In April 30th, 1975, following the end of the
Vietnam twenty-year civil war and subsequent exodus of thousands of refugees,
Long Nguyen playing himself despite loyalty to the conquered South Vietnamese government
elects to remain behind at his home in Vietnam.
Captured and imprisoned in a reeducation camp where he suffers a
dehumanizing brutal physical and psychological ordeal, Ngyuen urges his wife
Mai (Diem Lien), their son Lai (Nguyen Thai Nguyen) and mother Ba Noi (Kieh Chinh)
to risk their lives by escaping across the ocean on a dingy fishing boat
evading coast guards and ruthless sea pirates in the hope of reaching the
United States land of freedom.
Cross-cutting between the past-and-present, juxtaposing Long Nguyen’s endurance
and suffering with that of his family on the boat, their respective harrowing
experiences soon shift over to the newly formed family life of immigration in
the United States and all the difficulties including but not limited to Lai
cutting classes and being generally rebellious.

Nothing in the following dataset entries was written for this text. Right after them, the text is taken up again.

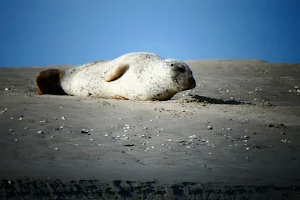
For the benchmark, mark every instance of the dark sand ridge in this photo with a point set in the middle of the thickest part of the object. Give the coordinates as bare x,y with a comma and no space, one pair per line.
244,145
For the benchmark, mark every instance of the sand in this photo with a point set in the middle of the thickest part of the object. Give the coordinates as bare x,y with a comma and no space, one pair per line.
236,135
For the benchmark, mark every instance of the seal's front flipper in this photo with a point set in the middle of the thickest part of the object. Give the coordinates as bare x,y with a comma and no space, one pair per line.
116,72
48,82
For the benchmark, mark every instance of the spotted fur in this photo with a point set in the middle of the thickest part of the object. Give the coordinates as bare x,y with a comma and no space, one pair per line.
146,76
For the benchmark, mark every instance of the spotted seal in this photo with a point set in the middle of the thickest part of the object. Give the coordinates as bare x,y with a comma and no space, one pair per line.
133,76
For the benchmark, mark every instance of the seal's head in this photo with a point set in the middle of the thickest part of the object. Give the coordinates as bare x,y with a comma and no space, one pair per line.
147,76
181,75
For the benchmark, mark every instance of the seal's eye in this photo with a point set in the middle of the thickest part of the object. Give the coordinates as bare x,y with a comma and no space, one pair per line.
181,69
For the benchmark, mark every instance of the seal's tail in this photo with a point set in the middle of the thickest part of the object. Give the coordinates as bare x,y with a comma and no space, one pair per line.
48,82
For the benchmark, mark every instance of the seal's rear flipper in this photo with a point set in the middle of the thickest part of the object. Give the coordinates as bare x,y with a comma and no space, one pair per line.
48,82
116,72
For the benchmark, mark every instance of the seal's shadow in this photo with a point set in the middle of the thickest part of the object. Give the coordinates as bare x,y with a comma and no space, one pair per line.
198,98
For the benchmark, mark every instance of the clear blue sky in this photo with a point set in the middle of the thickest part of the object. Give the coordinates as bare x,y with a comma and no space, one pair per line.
46,32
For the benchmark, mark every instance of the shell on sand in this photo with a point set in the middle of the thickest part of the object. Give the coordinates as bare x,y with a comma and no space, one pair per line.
136,76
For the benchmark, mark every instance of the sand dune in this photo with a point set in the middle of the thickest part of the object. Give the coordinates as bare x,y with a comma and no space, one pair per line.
237,133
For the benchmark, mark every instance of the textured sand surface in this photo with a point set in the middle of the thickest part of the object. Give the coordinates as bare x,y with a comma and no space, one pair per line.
195,146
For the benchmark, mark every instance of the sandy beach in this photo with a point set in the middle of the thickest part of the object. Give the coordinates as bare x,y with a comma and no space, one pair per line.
235,136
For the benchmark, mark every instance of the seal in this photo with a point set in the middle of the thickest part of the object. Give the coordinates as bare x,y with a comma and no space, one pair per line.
132,76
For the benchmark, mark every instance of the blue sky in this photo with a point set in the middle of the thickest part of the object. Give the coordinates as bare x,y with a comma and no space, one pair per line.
47,32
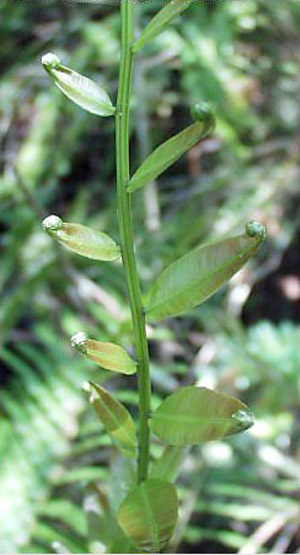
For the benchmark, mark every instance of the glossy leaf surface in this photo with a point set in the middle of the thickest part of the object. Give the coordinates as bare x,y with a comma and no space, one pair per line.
167,466
194,415
160,21
108,355
82,240
149,513
168,152
192,279
82,91
115,418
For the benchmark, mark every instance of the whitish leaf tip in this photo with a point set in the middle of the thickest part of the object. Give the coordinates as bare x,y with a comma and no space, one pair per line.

The much-needed dialogue of pointing out what happened to
the Vietnamese people after the American military withdrawal and how those who
lived through the harrowing ordeal managed to carry on in a foreign land, Journey
from the Fall though an extended and arduous journey nevertheless is a
powerful saga of pain, sorrow, terror and finally acceptance of their newfound
situation as long as everyone sticks together as a family unit.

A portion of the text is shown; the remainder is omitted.